I remember you in stages, years shared in mental snapshots of my life. The book of all we knew is etched inside my chest for these things we treasure are not for mantelpieces, misery or gloom. You wanted absence without pain and I’d like to give it to you, but when she asks if I still miss you, my heart clouds faster than the moon – she never walked the other side with you, those paths of unrelenting rain.
My rock, my mirror, misery and fear, I held you higher than the sky – until it fell. Through the window of a hundred days before, we’d seen it coming and still, you wished it there. So, when it crashed, I threw you under, revealed the feelings I’d kept covered and released the pain I felt to echo yours.
I learnt then that mourning is a beat that has no jaunt, it comes as it will and there is no lull to ease it through. When it came for me, I had no clue. You wanted light so I laughed for you, but I found it easier to speak in epitaphs, poems laced with loss. I said:
I did not want to be you,
stuck in the frames of yesterday’s feature,
always reaching for the remote.
Those words were true, but I built a vacuum to trap out time and your heart stopped still. You were still there when I left you, but I was consumed.
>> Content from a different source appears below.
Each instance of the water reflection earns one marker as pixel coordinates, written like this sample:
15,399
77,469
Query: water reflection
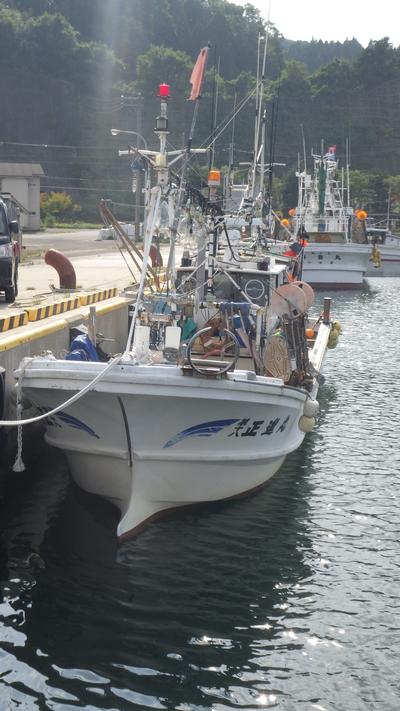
286,599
That last day, there were no words: I held your hand and knew. Before the call came, I was ready. I had my shoes in my hand, my nerves wound tight. The wailing didn’t help. I wanted to draw out the world around you, keep you close.
When they say I took it well, I smile. How could they know that once the duties were over, I hid for weeks – losing myself in books and sheets of paper – in order to find the peace you’d always sought. When I knew you’d found it, I got back up and resolved to go on living. For me, this time, in the way you’d taught me to.
These days, they go to the lake. They light candles, watch the swans and cry. They think it strange that I haven’t returned, question why: I haven’t the heart to tell them. Instead, I think of the lightness, the laughter in your eyes and the shades of grey. At last, it’s as you wanted. The dark is past and you’re still here, closeted in love within my heart.